Chris and I went to grad school at UBC together, and his fondness for microbrews was formational for me. This memory, however, involves fieldwork: for one of my first PhD research trips to the Bridge Glacier, part of the Lillooet Icefield, I invited Chris and Faran Anslow to join me. The plan was to get dropped off at the top of the icefield by ski-plane, and to ski down the 20-km long Bridge Glacier, sampling snow depths and snow density as we went. We figured it would take just a few days. The pilot who flew us in looked at our gear on the tarmac in Pemberton and asked us how much fuel we had. We said 2-3 days, and he responded with "Well you might want to throw another fuel can in, just in case." So we did, and packed ourselves into a float plane fitted with skis, and headed into the mountains.
The flight in was perfect: long days of late April, and spring in the air, but still full winter on the glacier. After the plane dropped us I think the realization that we were up there, completely cut off except for a shitty satellite phone, sank in. We coralled the gear, and started our course down-glacier, making a few measurements before setting up camp in a tent that smelled vaguely of cow dung. And that was all the skiing we managed over the next 4 days - a storm blew in and dropped over a metre of snow on us for the next 72 hours. We played cards, made soups and dinners and did calisthenics in our snowy kitchen. The book about the night sky someone had brought was hilariously and completely useless, while the one or two others we had were read on repeat.

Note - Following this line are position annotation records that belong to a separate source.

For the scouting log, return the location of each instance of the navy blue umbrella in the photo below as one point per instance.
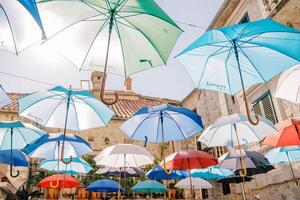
(104, 185)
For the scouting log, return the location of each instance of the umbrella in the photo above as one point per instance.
(288, 134)
(18, 158)
(77, 166)
(20, 25)
(236, 57)
(236, 129)
(119, 171)
(124, 155)
(149, 186)
(4, 98)
(288, 86)
(16, 135)
(138, 35)
(158, 173)
(288, 155)
(162, 123)
(104, 185)
(65, 108)
(65, 181)
(252, 160)
(198, 183)
(213, 172)
(188, 160)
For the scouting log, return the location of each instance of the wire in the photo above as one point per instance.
(28, 79)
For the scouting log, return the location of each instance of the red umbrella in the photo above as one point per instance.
(190, 159)
(288, 134)
(65, 181)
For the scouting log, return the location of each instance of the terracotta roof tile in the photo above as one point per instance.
(124, 108)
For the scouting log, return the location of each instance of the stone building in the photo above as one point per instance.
(277, 184)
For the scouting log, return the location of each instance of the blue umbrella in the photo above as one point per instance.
(284, 155)
(15, 135)
(65, 108)
(104, 185)
(255, 52)
(213, 172)
(158, 173)
(18, 158)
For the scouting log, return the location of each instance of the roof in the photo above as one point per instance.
(123, 109)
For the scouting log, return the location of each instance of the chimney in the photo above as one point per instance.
(128, 84)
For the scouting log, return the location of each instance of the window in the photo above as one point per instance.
(245, 19)
(264, 107)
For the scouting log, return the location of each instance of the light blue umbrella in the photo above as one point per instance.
(65, 108)
(236, 57)
(149, 186)
(158, 173)
(77, 166)
(16, 135)
(284, 155)
(213, 172)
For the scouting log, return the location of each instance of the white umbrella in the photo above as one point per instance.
(234, 130)
(288, 86)
(198, 183)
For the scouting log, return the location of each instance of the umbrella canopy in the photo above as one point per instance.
(190, 159)
(104, 185)
(236, 57)
(49, 147)
(16, 135)
(162, 123)
(77, 166)
(234, 130)
(65, 181)
(288, 134)
(210, 173)
(138, 35)
(198, 183)
(124, 155)
(65, 108)
(232, 160)
(235, 179)
(158, 173)
(18, 158)
(288, 85)
(129, 172)
(20, 25)
(149, 186)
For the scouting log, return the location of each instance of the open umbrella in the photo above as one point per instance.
(16, 135)
(158, 173)
(77, 166)
(149, 186)
(188, 160)
(284, 155)
(288, 86)
(234, 130)
(20, 25)
(65, 181)
(104, 185)
(138, 35)
(239, 56)
(288, 134)
(162, 123)
(65, 108)
(197, 183)
(210, 173)
(119, 171)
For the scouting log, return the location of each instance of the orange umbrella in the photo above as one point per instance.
(65, 181)
(288, 134)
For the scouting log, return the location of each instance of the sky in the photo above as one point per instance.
(170, 81)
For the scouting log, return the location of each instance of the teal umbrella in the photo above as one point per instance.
(149, 186)
(116, 36)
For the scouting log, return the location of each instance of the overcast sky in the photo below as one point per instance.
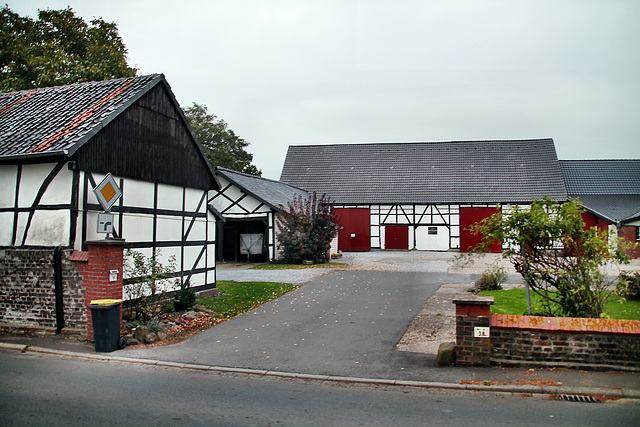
(296, 72)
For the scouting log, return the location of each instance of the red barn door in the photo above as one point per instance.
(355, 234)
(396, 237)
(469, 216)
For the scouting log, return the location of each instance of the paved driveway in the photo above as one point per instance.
(347, 322)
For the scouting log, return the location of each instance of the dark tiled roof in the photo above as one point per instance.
(273, 193)
(58, 120)
(614, 207)
(608, 188)
(428, 172)
(601, 176)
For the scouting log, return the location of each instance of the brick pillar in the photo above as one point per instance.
(95, 266)
(473, 320)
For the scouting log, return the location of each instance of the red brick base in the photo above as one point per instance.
(95, 266)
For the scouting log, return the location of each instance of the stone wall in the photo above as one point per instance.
(564, 341)
(27, 292)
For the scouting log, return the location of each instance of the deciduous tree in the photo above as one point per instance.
(306, 228)
(220, 144)
(561, 259)
(58, 48)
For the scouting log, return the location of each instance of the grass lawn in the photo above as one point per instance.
(514, 301)
(299, 266)
(239, 297)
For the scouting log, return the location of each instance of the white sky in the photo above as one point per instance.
(296, 72)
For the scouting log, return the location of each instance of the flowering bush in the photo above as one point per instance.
(305, 230)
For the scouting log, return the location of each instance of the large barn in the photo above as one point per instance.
(57, 144)
(423, 195)
(610, 192)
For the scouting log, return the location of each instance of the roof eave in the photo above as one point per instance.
(12, 158)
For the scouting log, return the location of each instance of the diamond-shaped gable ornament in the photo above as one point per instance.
(107, 192)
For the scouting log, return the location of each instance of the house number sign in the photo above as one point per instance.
(480, 332)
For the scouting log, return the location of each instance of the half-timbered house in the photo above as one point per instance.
(247, 206)
(610, 192)
(423, 195)
(58, 143)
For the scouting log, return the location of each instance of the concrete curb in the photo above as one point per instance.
(520, 389)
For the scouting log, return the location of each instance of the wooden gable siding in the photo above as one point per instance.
(149, 141)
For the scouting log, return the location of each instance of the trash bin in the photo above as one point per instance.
(106, 324)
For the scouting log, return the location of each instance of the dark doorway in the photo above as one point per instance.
(239, 243)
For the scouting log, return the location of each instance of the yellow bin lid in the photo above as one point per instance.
(105, 301)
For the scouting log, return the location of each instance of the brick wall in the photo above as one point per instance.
(27, 292)
(564, 341)
(543, 341)
(95, 265)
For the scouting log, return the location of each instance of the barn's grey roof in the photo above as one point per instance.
(275, 194)
(428, 172)
(601, 176)
(613, 207)
(608, 188)
(59, 120)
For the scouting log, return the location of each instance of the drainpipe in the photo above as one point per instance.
(57, 279)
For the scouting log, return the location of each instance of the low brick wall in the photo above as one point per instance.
(27, 292)
(565, 341)
(542, 341)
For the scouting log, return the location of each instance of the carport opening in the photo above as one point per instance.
(244, 241)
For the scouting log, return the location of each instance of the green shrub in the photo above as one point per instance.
(628, 286)
(491, 280)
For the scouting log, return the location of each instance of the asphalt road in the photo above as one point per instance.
(51, 390)
(345, 323)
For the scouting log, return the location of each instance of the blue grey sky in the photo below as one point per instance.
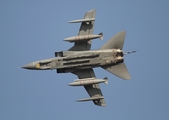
(32, 30)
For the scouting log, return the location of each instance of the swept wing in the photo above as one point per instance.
(93, 90)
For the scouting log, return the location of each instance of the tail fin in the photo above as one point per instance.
(116, 42)
(119, 70)
(101, 36)
(106, 80)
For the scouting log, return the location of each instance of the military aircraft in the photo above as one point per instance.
(80, 60)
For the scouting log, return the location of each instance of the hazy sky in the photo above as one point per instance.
(32, 30)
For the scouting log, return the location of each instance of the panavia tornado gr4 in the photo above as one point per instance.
(80, 60)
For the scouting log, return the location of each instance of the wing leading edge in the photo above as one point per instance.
(93, 90)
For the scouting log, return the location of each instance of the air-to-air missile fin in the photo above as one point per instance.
(116, 42)
(119, 70)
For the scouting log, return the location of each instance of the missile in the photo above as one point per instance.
(82, 20)
(88, 81)
(83, 37)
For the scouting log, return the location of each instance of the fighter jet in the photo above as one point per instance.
(80, 60)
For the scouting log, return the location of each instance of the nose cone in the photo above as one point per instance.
(29, 66)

Chris was an absolute rock star the entire time. Calm, even-keeled, laughing at the ridiculousness of it all. And kindly not too critical of my choices. When we finally got a clearing and called the pilot, he came within an hour. We scrambled to pack everything up and blast a trail through the storm snow to a flat spot where he could land (and then take off again). And somebody whooped when we took over a sea of crevasses - maybe it was Chris, maybe it was me. But this is how I'll remember him - in the snow, in the mountains, with a perma-grin: thinking of the microbrew he'd get to enjoy that evening.
Wow, what an adventure! Thank you for sharing, Joe. It means so much to us.